LEUGNER UND VERHARMLOSER
Unbelehrbarkeit und Verharmlosung sowie reinwaschende Unschuldsbeteuerungen ziehen sich durch die in diesem Buch zusammengetragenen Gespräche. Eine Relativierung der Verbrechen wird zum durchgehenden Muster.
„Man wusste ja gar nichts davon. Man wusste zwar, dass die Juden nach Osten deportiert wurden. Ich dachte, die würden umgesiedelt.“ – Reinhard Spitzy, NSDAP, SA, Reichssicherheitshauptamt, im Interview 1996
„Ich war in meinem ganzen Leben Humanist … Ich war dann tatsächlich verwundert, als ich nach dem Kriege von den KZ erfahren habe.“ – Dr. Tobias Portschy, SS, Träger des „Blutordens“, Stellvertretender Gauleiter der Steiermark, 1995
„Was sich in den Konzentrationslagern abgespielt hat, davon hatte ich nicht die geringste Ahnung.“ – Willi Schneider, SS-Begleitkommando Adolf Hitler, 1990
„Dass behauptet wird, es seien Zivilisten wahllos erschossen worden, trifft uns ganz tief in unserem Ehrgefühl. Ich wie viele andere Kameraden haben unmöglich etwas getan, was gegen die Ehre eines anständigen deutschen Soldaten ging.“ – Hans Gotthard Pestke, Kommandeur des I. Bataillons des
Infanterie-Regiments 176, später Brigadekommandeur der Bundeswehr, ausgezeichnet mit dem Verdienstkreuz 1. Klasse des Verdienstordens der Bundesrepublik Deutschland, 1998
„Wir schossen auf eine Entfernung von dreißig Metern ein paar Russen ab … Wir schossen sie natürlich ab wie die Hasen, als die den Hang herunterfuhren … Einmal überholte uns ein T-34 mit Infanterie drauf.

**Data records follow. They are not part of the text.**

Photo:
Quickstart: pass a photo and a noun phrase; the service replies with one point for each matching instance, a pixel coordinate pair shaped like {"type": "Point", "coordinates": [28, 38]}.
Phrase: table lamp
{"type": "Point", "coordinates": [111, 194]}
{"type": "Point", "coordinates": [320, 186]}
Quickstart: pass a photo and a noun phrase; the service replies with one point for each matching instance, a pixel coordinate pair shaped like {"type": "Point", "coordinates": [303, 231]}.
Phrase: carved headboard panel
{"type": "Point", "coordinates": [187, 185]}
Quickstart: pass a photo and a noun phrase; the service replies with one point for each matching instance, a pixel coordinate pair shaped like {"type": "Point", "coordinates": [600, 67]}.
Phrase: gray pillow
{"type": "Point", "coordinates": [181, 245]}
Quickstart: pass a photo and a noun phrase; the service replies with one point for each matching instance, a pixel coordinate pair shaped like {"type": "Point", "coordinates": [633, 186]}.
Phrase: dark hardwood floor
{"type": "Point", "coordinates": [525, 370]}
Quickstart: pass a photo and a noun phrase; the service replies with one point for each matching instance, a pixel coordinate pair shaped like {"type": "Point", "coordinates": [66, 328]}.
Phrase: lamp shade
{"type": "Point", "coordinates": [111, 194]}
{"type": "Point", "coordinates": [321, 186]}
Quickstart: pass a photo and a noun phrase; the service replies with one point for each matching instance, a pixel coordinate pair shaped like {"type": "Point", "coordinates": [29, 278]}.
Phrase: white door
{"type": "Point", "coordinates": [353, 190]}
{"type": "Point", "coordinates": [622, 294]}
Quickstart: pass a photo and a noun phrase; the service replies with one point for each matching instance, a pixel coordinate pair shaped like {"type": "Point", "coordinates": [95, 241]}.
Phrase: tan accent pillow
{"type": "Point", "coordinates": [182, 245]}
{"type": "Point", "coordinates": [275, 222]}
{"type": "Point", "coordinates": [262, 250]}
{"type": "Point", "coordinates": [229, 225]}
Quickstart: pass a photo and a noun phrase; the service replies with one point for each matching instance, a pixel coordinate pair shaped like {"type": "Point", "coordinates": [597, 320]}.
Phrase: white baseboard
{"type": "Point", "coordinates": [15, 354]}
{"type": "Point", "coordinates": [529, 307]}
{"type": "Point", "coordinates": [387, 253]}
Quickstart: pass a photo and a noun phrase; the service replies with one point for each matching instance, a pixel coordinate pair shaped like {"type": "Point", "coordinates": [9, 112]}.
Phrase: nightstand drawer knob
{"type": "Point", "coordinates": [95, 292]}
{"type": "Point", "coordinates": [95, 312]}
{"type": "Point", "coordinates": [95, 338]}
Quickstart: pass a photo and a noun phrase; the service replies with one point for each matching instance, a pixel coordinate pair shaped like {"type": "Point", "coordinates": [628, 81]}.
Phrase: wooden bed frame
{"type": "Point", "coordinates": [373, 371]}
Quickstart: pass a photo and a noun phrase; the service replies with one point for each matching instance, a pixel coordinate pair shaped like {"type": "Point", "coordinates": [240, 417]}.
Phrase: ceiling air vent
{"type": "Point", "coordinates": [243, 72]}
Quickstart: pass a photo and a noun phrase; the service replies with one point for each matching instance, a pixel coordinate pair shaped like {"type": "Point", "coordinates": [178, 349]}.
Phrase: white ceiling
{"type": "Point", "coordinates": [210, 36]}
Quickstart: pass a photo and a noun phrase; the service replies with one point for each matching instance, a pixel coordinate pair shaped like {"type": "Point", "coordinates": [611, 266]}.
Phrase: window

Die guckten plötzlich entsetzt. Ich sehe die Augen, das Gesicht noch, guckten entsetzt in unsere Mündung. In dem Moment war natürlich Feierabend. Da war es für die armen Kerle passiert. Teilweise überfuhren wir von hinten russische Infanteristen, die runtergesprungen waren. Es war ein Höllensabbat, wie Sie es sich nicht vorstellen können.“ Feindliche Soldaten mit dem Panzer zu überrollen ist kein Kriegsverbrechen. Das weiß Rudolf von Ribbentrop, Eisernes Kreuz, SS-Division „Hitlerjugend“, später Mitinhaber der Henkell & Co Sektkellerei sowie Sprecher der Geschäftsleitung des Bankhauses Lampe. „Hitler wollte sicher keinen Krieg, was sollte ihm ein Krieg bringen?“ – Ribbentrop 1997
„In Wien liegt die Wurzel seines Antisemitismus. Ich selber habe, und darauf können Sie sich verlassen, und ich war Hitlers Adjutant, den Namen ,Auschwitz‘ zum ersten Mal am 8. Mai 1945 gehört. Vorher wusste ich nichts von diesem gigantischen Verbrechen in den Konzentrationslagern.“ – Fritz Darges, SS-Obersturmbannführer und Adjutant im Stab Adolf Hitlers, 1996
„Was wusste man denn über den Massenmord? Damals nichts.“ – Johann Adolf Graf von Kielmannsegg, Mitglied des Oberkommandos der Wehrmacht, im Jahr 2001 gegenüber der „Jungen Freiheit“. Kielmannsegg nahm an den Feldzügen gegen Polen, Frankreich und Russland teil. 1950 wurde er ins Amt Blank berufen wurde, um den Aufbau der Bundeswehr vorzubereiten; 1955 war er Brigadegeneral und 1967 NATO-Oberbefehlshaber der Alliierten Streitkräfte Europa Mitte.
Karl Höffkes hat sie alle zum Sprechen bewegt.
NAIVE, PROFITEURE, BESSERWISSER
Die Verehrung des „Führers“, des angeblich zu seinem Hofstaat allzeit freundlichen Menschen, hielt sich bei vielen derjenigen, die in diesem Buch zu Wort kommen, über mehr als fünfzig Jahre.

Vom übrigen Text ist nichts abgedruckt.